His three children. Prince George, seven, Princess Charlotte, five, and Prince Louis, two, have become enthralled by Sir David’s documentaries about the planet.
William said: “It’s amazing at bedtime when I can corral the children. I just shout, ‘We’re going to watch one of David’s documentaries’ and they come herding in.
“It’s the easiest way to catch my children and get them ready for bedtime.”
But he also admitted that his children had been badgering him to adopt a greener lifestyle to help the planet, and that the threat to the natural world has at times left George feeling despondent.
William told Sky News: “The most recent one – the extinction one – actually George and I had to turn it off, we got so sad about it halfway through. He said to me, ‘You know, I don’t want to watch this any more’.”
William said he worried about the effects, particularly on children and younger people, of constant messages of doom.
Instead he wants to spread positivity and encourage people to think we can find solutions that will allow us to maintain our lifestyles and save the planet.
Under the Earthshot Prize, every year from 2021 until the end of the decade, winners in five categories will each receive £1million for ideas or inventions that will halt the effects of irreversible climate change and other hazards facing Earth.
A team of experts will advise a 13-strong Prize Council, made up of famous faces designed to give the project global reach, on the choice of winners each year. Those on the Prize Council with William include actress Cate Blanchett, Brazilian football captain Dani Alves, singer Shakira and Queen Rania of Jordan.
Colombian singer Shakira said: “Your children, my children – they have to find ways to reduce carbon emissions, to repair our oceans, to clean the air.

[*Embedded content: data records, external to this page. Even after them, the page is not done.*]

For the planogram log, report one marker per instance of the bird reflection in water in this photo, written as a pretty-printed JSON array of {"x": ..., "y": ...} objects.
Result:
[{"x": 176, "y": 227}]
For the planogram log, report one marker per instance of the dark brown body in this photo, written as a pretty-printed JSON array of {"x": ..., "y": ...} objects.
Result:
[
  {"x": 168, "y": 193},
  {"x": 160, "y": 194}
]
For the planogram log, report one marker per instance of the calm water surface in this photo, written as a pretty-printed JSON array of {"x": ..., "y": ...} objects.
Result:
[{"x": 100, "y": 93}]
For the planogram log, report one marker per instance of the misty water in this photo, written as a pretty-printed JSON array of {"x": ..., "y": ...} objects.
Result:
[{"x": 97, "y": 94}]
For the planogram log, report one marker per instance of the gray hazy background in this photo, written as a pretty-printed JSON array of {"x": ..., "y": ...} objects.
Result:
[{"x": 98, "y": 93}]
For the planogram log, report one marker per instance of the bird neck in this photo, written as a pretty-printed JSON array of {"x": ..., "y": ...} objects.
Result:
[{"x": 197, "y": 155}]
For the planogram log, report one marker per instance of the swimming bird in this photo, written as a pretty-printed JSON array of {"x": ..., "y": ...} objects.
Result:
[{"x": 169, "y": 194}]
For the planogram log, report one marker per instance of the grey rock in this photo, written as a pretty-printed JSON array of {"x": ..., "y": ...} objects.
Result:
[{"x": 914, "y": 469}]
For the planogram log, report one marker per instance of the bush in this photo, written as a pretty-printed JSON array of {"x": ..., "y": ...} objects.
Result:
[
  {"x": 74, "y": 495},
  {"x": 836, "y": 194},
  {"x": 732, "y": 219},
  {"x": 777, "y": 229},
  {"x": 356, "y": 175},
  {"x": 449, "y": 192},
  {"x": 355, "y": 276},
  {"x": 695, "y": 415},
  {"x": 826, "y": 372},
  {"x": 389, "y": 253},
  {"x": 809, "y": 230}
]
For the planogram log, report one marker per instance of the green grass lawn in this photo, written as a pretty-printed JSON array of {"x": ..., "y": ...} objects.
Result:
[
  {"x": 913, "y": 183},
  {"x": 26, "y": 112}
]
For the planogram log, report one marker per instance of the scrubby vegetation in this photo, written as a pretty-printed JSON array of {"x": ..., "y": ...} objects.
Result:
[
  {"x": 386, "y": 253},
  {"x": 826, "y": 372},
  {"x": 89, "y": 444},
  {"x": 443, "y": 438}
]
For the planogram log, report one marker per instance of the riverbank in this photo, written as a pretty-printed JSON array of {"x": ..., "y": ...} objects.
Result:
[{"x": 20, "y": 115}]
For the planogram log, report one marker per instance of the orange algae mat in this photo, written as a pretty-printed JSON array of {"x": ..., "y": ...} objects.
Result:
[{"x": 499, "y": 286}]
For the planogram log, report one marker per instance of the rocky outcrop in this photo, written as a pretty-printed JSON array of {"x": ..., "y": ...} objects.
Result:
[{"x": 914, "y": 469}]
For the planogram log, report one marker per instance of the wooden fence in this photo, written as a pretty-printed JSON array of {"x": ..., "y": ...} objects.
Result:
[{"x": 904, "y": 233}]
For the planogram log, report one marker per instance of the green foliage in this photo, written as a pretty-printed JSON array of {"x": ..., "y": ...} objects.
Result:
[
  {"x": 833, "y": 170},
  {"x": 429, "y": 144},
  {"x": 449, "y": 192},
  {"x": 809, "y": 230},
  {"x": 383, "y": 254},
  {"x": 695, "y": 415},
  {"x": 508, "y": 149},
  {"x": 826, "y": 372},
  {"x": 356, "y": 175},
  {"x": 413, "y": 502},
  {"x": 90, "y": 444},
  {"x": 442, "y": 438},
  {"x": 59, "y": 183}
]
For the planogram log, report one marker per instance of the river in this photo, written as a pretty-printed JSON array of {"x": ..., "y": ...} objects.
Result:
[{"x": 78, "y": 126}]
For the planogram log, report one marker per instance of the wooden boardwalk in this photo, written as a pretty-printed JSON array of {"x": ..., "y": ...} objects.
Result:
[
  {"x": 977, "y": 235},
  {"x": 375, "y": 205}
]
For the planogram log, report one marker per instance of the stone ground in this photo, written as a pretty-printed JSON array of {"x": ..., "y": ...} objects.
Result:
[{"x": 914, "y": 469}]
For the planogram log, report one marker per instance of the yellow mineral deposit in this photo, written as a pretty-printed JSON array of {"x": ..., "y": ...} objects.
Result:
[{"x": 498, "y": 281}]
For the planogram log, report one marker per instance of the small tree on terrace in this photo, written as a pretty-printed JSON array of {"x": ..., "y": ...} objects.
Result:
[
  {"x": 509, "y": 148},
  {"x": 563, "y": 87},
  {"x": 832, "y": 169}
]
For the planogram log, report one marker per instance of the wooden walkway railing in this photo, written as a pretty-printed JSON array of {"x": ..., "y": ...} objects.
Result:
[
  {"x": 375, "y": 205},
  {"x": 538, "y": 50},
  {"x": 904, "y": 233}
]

“So we need young minds to be informed and invested, which is why education is so important.”
Cate said: “All around the world, science and community-based initiatives are leading to ground-breaking inventions and solutions which, if provided with the platform and resources to be implemented on a larger scale, could have a significant and positive impact on the environment and global economy.”
The project, which has a £50million prize fund provided by American, Chinese and Arab billionaires, hopes to encourage entries from individuals, businesses and even cities, who will put forward ideas and solutions to environmental problems.